我没让开门,全关在外头,只命敬喜出去劝劝。这么劝了四日,那些部将们才不情不愿地散去,却也人人都留了信件。
敬喜把信件拿回来,我略一扫,还是都让我去请命。便都扔进炭盆里烧掉。
我便暂且过着我的平静日子,种菜,弄花,不时去厨房露两手给家丁们,赢得一片美味赞叹。然后对吾王,看着,等着。
就这么又过了两个月。
这两个月里,敬喜的形容尤为有趣。起初他见到我就眼睛包泪,仿佛随时可以准备给我送终嚎啕哭丧;逐渐地,他心绪稍静下来,只是偶尔哽咽一下;现在他几乎恢复正常,和过去差不多。可能一直保持紧张的准备哭丧状态也很累人。
天气开始转凉,我又给满府上下送了些东西,每人新做两件冬衣,加工钱百吊。只是府内有七八人还是很难高兴起来。
他们的家人应征去了崤山关,那里守城战况激烈,大殷的士兵死伤比之前任何一战都多。

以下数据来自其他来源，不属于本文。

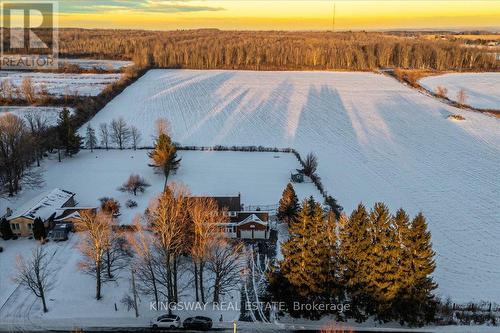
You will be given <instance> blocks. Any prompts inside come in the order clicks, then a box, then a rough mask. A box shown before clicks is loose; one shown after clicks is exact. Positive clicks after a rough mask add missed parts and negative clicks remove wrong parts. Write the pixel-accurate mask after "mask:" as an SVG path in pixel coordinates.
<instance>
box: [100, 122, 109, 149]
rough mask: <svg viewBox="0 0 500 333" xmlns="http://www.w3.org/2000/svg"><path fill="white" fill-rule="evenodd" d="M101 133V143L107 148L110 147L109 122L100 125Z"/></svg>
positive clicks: (100, 124)
mask: <svg viewBox="0 0 500 333" xmlns="http://www.w3.org/2000/svg"><path fill="white" fill-rule="evenodd" d="M99 133H100V136H101V145H102V146H104V148H106V150H108V149H109V129H108V124H106V123H102V124H100V125H99Z"/></svg>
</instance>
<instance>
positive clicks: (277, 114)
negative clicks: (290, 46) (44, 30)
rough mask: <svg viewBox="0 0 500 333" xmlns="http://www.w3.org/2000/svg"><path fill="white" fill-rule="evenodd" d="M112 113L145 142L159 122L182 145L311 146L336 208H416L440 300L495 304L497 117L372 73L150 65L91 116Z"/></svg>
mask: <svg viewBox="0 0 500 333" xmlns="http://www.w3.org/2000/svg"><path fill="white" fill-rule="evenodd" d="M450 114H460V115H463V116H464V117H465V119H466V120H465V121H456V122H455V121H451V120H449V119H447V117H448V116H449V115H450ZM118 117H124V118H125V120H126V121H127V122H128V123H129V124H133V125H135V126H137V127H139V128H140V130H141V131H142V134H143V138H144V142H143V144H145V145H151V144H152V137H153V134H154V128H155V126H154V124H155V121H156V120H157V119H158V118H159V117H163V118H166V119H168V121H169V122H170V127H171V128H170V131H171V133H172V135H173V138H174V140H175V141H177V142H180V143H182V144H184V145H203V146H209V145H217V144H223V145H263V146H267V147H274V146H276V147H294V148H296V149H297V150H298V151H299V152H300V153H301V154H303V155H305V154H307V153H308V152H310V151H313V152H315V153H316V155H318V158H319V170H318V171H319V175H320V177H321V178H322V180H323V183H324V185H325V187H326V188H327V190H328V191H329V192H330V193H331V194H332V195H333V196H335V197H336V198H337V199H338V200H339V202H340V204H342V205H343V206H344V207H345V209H346V211H347V212H350V211H351V210H352V209H353V208H354V207H355V205H357V204H358V203H359V202H360V201H363V202H365V203H366V204H367V205H369V206H371V205H372V204H373V203H374V202H375V201H384V202H386V203H388V204H389V205H390V207H391V208H392V209H393V210H396V209H397V208H399V207H404V208H406V209H407V210H408V211H409V213H410V214H412V215H413V214H416V213H417V212H418V211H423V213H424V214H425V216H426V217H427V218H428V222H429V226H430V229H431V231H432V236H433V239H432V240H433V243H434V249H435V250H436V252H437V256H436V262H437V270H436V272H435V279H436V281H437V282H438V283H439V289H438V293H439V294H440V295H443V296H451V297H452V298H453V299H454V301H456V302H467V301H472V300H492V301H496V302H500V288H498V281H500V237H499V235H500V205H499V204H498V199H497V198H498V196H499V193H500V177H498V170H499V169H500V158H499V156H500V131H499V130H498V129H499V128H500V119H495V118H493V117H489V116H486V115H482V114H478V113H474V112H467V111H462V110H459V109H456V108H453V107H450V106H447V105H445V104H443V103H440V102H439V101H436V100H435V99H434V98H431V97H426V96H423V95H422V94H420V93H418V92H416V91H414V90H412V89H410V88H407V87H405V86H403V85H401V84H400V83H399V82H397V81H396V80H393V79H391V78H389V77H386V76H383V75H378V74H373V73H349V72H342V73H335V72H252V71H195V70H152V71H150V72H149V73H147V74H146V75H145V76H143V77H142V78H141V79H140V80H138V81H137V82H135V83H134V84H133V85H131V86H129V87H128V88H127V89H126V90H125V91H124V92H123V93H122V94H121V95H119V96H118V97H117V98H115V99H114V100H113V101H111V102H110V103H109V104H108V105H107V106H106V107H105V108H104V109H103V110H101V111H100V112H99V113H98V114H97V115H96V116H95V118H94V119H92V120H91V123H92V124H93V125H94V127H96V128H97V126H98V125H99V123H102V122H107V123H109V122H111V120H112V119H114V118H118ZM242 178H243V177H242ZM224 179H225V177H223V178H221V180H222V181H223V180H224ZM243 179H244V178H243ZM245 184H247V185H246V186H247V187H250V186H253V185H254V184H253V183H252V182H250V181H248V182H245ZM242 187H243V186H238V189H236V191H240V190H241V191H244V189H242ZM281 188H282V187H280V189H281Z"/></svg>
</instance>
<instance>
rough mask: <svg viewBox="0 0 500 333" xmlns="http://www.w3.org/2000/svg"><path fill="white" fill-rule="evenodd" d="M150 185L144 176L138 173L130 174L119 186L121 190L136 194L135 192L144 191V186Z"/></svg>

其中有四人的父兄或弟弟,已经战死,回不来了。
而朝上有部将依然坚持在传信给我,说他们了解到的消息。
大殷派去的宗室新将和本地将领不和,下达命令多有冲突,才造成守城战出现许多纰漏。目前只能勉强守住。本来他们这些武将都急得要死,可一月之前,王上和几个文臣关起门来商讨了战事,不知具体在聊什么。王上跟他们这些将领说了,稍安勿躁,他自有办法,只是需要保密,不能人尽皆知。